Elderly Sumo Prophecy

Quote from: Mary is not amused on September 19, 2021, 06:29:06 PM
A woman in an immaculate bride's dress (i.e. her dress) bursts in.  Perched on the end of the bridal suite's bed (i.e the hotel's bed) sits the groom.  His head jolts up, guilty from clumsily spooning horseradish paste into his now slack maw.

"Oh, not again", she sighs.

He tells her it's horseradish, but there's a man hiding in the wardrobe with his pants round his ankles.

Dusty Substance


Make it a vegan fish finger sandwich.

Fucking heavenly.

Poirots BigGarlickyCorpse

Fishfinger sandwiches are too bready for me.

Quote from: C_Larence on September 19, 2021, 12:53:26 PM
Only wrong if you put the ketchup in the sandwich.
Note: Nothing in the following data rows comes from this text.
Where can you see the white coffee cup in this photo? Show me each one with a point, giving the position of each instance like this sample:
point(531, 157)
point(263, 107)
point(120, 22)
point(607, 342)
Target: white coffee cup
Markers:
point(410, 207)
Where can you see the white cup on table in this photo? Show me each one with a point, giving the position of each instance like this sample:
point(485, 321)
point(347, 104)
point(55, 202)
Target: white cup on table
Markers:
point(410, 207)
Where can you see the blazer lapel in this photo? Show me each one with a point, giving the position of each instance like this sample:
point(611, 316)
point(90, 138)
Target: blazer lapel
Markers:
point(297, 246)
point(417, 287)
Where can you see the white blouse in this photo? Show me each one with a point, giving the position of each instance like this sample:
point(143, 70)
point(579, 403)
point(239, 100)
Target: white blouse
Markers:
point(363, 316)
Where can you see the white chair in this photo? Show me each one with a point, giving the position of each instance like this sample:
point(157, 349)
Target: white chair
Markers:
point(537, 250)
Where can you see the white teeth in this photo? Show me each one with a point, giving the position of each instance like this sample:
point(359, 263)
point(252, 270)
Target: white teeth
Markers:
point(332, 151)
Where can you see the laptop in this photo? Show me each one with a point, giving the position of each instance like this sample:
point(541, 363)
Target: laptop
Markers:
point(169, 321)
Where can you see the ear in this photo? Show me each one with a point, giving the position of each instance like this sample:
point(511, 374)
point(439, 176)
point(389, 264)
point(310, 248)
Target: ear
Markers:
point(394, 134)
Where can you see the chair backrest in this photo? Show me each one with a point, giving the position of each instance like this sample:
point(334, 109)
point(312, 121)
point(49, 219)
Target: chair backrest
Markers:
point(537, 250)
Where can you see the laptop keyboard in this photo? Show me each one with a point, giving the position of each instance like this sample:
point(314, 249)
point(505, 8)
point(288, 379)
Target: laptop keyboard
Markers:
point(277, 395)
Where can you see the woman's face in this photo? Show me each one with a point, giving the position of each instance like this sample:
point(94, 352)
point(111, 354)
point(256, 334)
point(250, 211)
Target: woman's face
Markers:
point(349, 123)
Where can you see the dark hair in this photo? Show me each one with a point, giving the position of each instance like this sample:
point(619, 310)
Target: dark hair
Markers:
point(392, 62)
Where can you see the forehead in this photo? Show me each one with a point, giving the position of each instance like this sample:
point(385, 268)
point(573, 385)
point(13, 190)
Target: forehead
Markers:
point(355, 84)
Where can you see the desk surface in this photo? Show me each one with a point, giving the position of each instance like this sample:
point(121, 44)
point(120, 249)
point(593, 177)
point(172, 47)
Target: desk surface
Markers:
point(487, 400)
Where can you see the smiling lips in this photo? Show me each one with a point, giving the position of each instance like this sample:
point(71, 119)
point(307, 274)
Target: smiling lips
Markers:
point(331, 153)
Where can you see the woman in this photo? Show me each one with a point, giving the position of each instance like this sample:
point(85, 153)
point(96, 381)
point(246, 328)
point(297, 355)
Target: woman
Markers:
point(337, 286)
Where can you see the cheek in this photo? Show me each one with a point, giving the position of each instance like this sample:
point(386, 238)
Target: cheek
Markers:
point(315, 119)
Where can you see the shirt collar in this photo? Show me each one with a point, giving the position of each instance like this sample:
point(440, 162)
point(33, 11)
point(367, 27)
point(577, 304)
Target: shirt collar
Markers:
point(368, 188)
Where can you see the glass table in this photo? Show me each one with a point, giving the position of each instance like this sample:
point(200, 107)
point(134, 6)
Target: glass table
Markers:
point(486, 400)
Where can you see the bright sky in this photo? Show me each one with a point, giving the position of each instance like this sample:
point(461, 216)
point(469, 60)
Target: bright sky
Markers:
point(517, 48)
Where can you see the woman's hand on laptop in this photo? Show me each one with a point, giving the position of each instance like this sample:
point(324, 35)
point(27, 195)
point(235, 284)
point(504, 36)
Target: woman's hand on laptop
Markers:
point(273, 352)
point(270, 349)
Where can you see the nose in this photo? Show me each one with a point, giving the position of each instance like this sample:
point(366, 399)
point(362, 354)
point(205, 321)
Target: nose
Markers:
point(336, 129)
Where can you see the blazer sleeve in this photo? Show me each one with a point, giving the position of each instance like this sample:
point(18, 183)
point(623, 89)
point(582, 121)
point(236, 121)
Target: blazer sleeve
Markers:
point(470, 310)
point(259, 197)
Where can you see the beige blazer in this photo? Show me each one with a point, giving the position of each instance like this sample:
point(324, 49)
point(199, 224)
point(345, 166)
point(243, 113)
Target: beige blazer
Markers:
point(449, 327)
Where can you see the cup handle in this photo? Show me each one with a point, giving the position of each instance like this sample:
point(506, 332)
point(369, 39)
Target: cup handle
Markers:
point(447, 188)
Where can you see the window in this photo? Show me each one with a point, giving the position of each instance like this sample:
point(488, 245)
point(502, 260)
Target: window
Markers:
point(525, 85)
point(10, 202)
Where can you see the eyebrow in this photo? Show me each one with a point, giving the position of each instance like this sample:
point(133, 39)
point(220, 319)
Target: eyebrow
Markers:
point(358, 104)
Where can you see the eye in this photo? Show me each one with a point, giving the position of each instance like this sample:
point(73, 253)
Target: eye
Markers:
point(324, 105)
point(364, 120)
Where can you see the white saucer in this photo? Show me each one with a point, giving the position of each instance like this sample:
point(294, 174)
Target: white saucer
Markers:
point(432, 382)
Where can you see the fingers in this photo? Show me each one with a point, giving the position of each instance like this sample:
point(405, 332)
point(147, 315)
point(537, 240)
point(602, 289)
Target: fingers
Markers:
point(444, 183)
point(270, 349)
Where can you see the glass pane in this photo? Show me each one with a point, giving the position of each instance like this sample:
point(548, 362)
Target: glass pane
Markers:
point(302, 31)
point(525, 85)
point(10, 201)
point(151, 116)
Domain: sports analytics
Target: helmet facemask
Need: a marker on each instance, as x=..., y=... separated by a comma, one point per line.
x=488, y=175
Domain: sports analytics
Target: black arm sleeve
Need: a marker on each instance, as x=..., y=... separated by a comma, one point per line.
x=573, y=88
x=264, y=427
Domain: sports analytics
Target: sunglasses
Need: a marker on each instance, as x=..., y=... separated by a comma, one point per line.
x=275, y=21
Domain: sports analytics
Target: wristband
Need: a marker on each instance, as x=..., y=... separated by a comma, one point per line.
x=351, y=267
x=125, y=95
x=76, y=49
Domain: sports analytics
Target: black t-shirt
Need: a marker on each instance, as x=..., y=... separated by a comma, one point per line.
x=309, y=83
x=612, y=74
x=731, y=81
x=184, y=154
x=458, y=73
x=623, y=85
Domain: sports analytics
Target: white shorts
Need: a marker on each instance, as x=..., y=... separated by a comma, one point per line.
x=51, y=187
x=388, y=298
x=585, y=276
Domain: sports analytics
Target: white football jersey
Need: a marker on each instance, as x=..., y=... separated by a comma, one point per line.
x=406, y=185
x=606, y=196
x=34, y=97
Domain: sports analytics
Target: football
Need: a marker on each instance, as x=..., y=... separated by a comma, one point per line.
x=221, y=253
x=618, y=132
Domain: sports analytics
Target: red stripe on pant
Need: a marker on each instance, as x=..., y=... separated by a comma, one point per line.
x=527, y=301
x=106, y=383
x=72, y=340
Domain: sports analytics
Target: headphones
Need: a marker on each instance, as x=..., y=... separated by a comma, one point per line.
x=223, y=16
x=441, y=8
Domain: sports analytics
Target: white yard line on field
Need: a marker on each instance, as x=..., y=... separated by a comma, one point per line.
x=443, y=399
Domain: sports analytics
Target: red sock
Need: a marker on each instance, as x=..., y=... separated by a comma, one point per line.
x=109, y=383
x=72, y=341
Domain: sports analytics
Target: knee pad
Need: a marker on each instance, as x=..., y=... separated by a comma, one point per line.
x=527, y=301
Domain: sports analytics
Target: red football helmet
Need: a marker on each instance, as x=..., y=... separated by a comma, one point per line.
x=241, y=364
I hate it when people put ketchup "on" food, as it gets hot and changes the taste and texture. It should be left on the side and used as a dip to create a juxtaposition of hot and cold.
...are you telling me you'd eat a sausage sandwich without ketchup on the sausages??

Jockice

Fish finger sandwiches are wrong, full stop. The chips should go in the bread. And ketchup, salt and loads of vinegar are all you need in the way of extras.

Jockice


Shoulders?-Stomach!

Quote from: Dusty Substance on September 19, 2021, 07:38:23 PM
Make it a vegan fish finger sandwich.

Fucking heavenly.

A fishless finger sandwich. A finger sandwich. Fingers, people. Fingers crispy pancake. Fungus keepers.


Elderly Sumo Prophecy

What's a vegan fish fonger got in it, fucking seaweed or something

bgmnts

Quote from: Elderly Sumo Prophecy on September 19, 2021, 09:48:35 PM
What's a vegan fish fonger got in it, fucking seaweed or something

You can get them now.

I suppose if you cook up some banana blossom right and then get that breaded you could make a sort of homemade vegan fish finger as well.

Blinder Data

butter, ketchup and mayo on lightly toasted sliced white bread. that's it.

(add a few non crunchy salad leaves if you're on a diet)

beanheadmcginty

I once had a really vivid dream that I'd invented the world's greatest sandwich. The filling was a perfectly cooked juicy steak, but rather than slices of bread it was sandwiched between two chicken kievs absolutely pissing garlic butter. I woke up at the moment of ecstasy biting into it. I have never had the nerve to try and create this in real life in case it isn't as good as I think it must be.

Elderly Sumo Prophecy

It would go all over your hands. Better off with a knife and fork.

Cloud

The bread must be white, and buttered.  The tom sauce must be applied and then mashed in with the fish fingers.

If so, good stuff

purlieu

Quote from: seepage on September 19, 2021, 03:58:11 PM
but battered Halloumi just doesn't work.
This is the most wrong thing to ever be posted on this board. If I wasn't trying to lose weight I'd happily live off battered halloumi. Potentially the most delicious food ever created.

C_Larence

Quote from: Poirots BigGarlickyCorpse on September 19, 2021, 09:10:44 PM...are you telling me you'd eat a sausage sandwich without ketchup on the sausages??

There would be ketchup on the sausages after I dipped them in it, but I am completely averse to coating food with it.